I suspect most of my readers can just about remember light speed, the 100 foot barn, and the 110 foot log from learning about relativity. The barn had doors at each end, and one set would close the instant the other doors opened. The challenge was to transport the log through the barn. The answer had to do with light speed and collapsing space, so that as one got close enough to light speed, the log shortened, and it could fit through the barn. It was a simple enough calculation as to how fast one could go to make the log shrink how much. When each of us had completed the math, the professor sprang the surprise on us: "OK, what is happening from the perspective of a cockroach on the log?"
I haven’t been writing much recently, because I have been writing all of the time. The national smart grid roadmap is a project being completed in double time. The EPRI team is diverse and whip smart. The workshop participants are opinionated and have hundreds of millions on the line. I would be surprised of the process was not contentious.
The real problem, though, is no one thinks of the cockroach. Each player on the multi-disciplinary team sees the problem set up the way that they want things to work. Power grid engineers see homes and offices as just one more set of slow devices to turn on and off. Homes and offices see the grid as a secretive and not very reliable partner they have to work with. Green and sustainable energy folks seem to see the laws of thermodynamics as as much a social construct as are the tariffs and business procedures of the grid.

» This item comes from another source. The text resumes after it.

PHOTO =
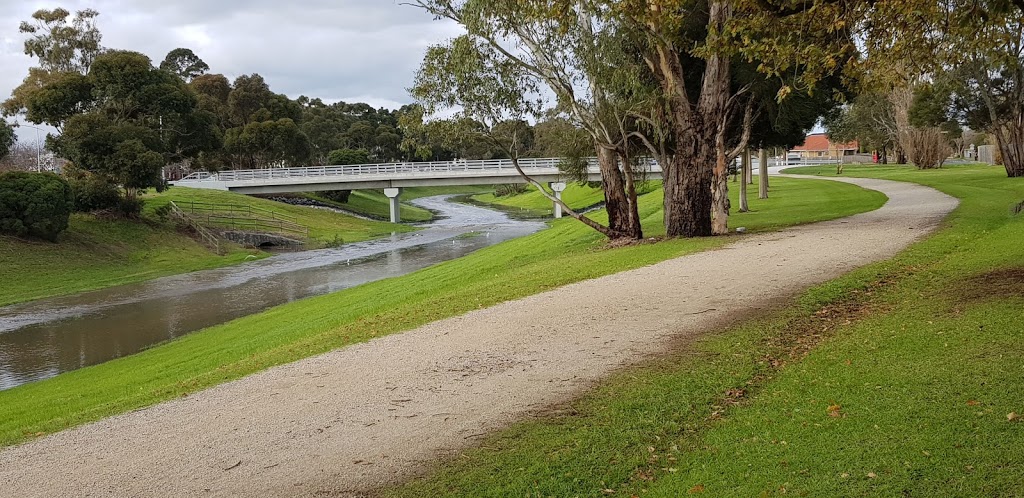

Utilities executives see distributed generation as an inefficient way for middle class hobbyists to get their obsessions paid for by those less well off.
The cockroach was moving every bit as fast as the log he was sitting on. While an observer saw space, and the length of the log, contracting, the cockroach was sitting on the log and saw it remaining at 110 feet. The cockroach actually saw the barn getting shorter still, and not likely to let the log pass. However, the cockroach also saw was time dilation instead of space dilation. To the cockroach, the two doors no longer open and close simultaneously, giving the log just enough time to slip through.
And that is the problem with the smart grid. The grid operators do not see the problems of the buildings. The building owners do not see the problems of the grid, because they are hidden by the rules and market design. Venture capitalists do not see a path to profitability in funding projects with years of indecision by the utilities built into the sale cycle. “If only those others would learn about how hard my problems are…” None of them will embrace the perspective of the others; they happen to have other jobs.
Today, I have been wrestling with “Architecturally Significant Interfaces”. Grid architects tend to see the world as late 60’s open plan houses, with no proper rooms to divide the houses activities. Open up the kitchen to the dining room and living room. (I wonder how much great rooms are responsible for the tendency to eat take-out in front of the TV.) Open up the master bedroom to the great room as a loft; it is open and honest, and who cares if it scares the kids. Heck, pry the doors of the bathrooms, so everybody can interact, no matter what they are doing.
A good architecture divides the house into rooms, and thereby defines how people live there. It does not determine the furniture or the wall paint. The conceptual model of the smart grid (read it yourself, chapter 3) describes the functions of the grid and the buildings and people who participate in it. The Architecturally Significant Interfaces could define how information is handed between them; if selected correctly they will free up those in reach room to innovate, without concern for those in other rooms. If we end up with an open floor plan, we will have a mess, wherein in the name of openness we will need a family meeting to before we can decide to change anything.
Relativity—it relies on acknowledging different perspectives. Without acknowledging a few architecturally significant interfaces, the smart grid will assume a perspective held by no one. And that will be a prescription for failure.